I’m also resisting the urge to interpret the dream. I have no desire to explain the points in both dreams and their obvious symbolism. They’ve worked their magic on me and I find myself unwilling to reduce my wonder to the level of prosaic explanations.

However, I will say that I hope and pray you have a similar experience. I hope you get to read the perfect story and find the author, even if it’s just in your dreams.

 

Author Bio:

Patrick W. Carr was born on an Air Force base in West Germany at the height of cold war tensions. He has been told this was not his fault. As an Air Force brat, he experienced a change in locale every three years until his father retired to Tennessee.

Patrick saw more of the world on his own through a varied and somewhat eclectic education and work history. He graduated from Georgia Tech in 1984 and has worked as a draftsman at a nuclear plant, did design work for the Air Force, worked for a printing company, and consulted as an engineer.

Patrick’s day gig for the last eight years has been teaching high school math in Nashville, TN. He currently makes his home in Nashville with his wonderfully patient wife, Mary, and four sons he thinks are amazing: Patrick, Connor, Daniel, and Ethan. Sometime in the future he would like to be a jazz pianist, and he wrestles with the complexity of improvisation on a daily basis. While Patrick enjoys reading about himself, he thinks writing about himself in the third person is kind of weird.

www.patrickwcarr.com

This Post Has 4 Comments

  1. Lelia Rose Foreman

    Ha! Now I want to camp out on Patrick’s doorstep.

  2. Pam Halter

    I have all sorts of dreams, but none that fill me with wonder, like your dream. The closest I’ve come is a couple of times when I was dreaming about being (I assume) in heaven and the MUSIC! The SINGING! That’s happened twice, and when I woke up and tried to sing what I heard in my dream, it left me.

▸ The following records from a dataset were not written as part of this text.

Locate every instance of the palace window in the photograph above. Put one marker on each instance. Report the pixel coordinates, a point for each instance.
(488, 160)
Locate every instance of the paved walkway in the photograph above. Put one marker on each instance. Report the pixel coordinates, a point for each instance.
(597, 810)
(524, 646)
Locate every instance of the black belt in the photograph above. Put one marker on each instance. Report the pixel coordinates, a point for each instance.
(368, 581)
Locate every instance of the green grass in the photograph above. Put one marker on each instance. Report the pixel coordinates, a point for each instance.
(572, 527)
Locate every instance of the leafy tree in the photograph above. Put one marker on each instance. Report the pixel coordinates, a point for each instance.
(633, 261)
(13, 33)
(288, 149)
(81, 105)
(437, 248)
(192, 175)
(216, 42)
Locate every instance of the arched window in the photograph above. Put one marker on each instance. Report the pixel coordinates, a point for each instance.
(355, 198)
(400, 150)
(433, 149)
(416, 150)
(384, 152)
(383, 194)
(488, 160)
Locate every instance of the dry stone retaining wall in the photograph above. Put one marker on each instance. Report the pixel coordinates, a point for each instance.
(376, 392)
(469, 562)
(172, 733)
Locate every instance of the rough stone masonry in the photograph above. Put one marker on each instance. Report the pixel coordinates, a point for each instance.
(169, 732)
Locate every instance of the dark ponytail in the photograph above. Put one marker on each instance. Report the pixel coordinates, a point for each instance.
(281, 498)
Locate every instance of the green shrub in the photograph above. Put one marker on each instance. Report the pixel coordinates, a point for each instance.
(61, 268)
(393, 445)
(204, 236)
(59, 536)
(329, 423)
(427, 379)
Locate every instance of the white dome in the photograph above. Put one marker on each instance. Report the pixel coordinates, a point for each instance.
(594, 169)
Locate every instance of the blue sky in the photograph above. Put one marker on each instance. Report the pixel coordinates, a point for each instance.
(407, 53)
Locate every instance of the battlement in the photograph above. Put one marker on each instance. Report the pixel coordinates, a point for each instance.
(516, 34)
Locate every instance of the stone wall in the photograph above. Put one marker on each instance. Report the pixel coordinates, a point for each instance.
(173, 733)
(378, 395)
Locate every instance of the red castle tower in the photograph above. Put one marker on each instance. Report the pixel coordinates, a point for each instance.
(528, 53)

    I have 2 feelings about this. First, frustration, because I play the piano and sing at church. Second, anticipation, because it was the most pure and perfect praise and worship I ever heard. Even better than Handel’s Messiah. Whew!

  3. Sharon Miller

    Ah yes! I’ve had a few dreams so vivid and real that it’s hard to believe they are dreams, rather than memories of real events. And better yet, one of them took place on a space ship!

  4. Heather FitzGerald

    Beautifully conveyed! I’ve experienced this myself though not as pointedly as these two (vague recollections in one dream about another I have had). This reminds me of some of CS Lewis’s descriptions in “Surprised by Joy.” The longing and the experience are both intricately connected. And the remembering brings a brief visit of the emotions as it stirs up fresh longing to feel the joy again.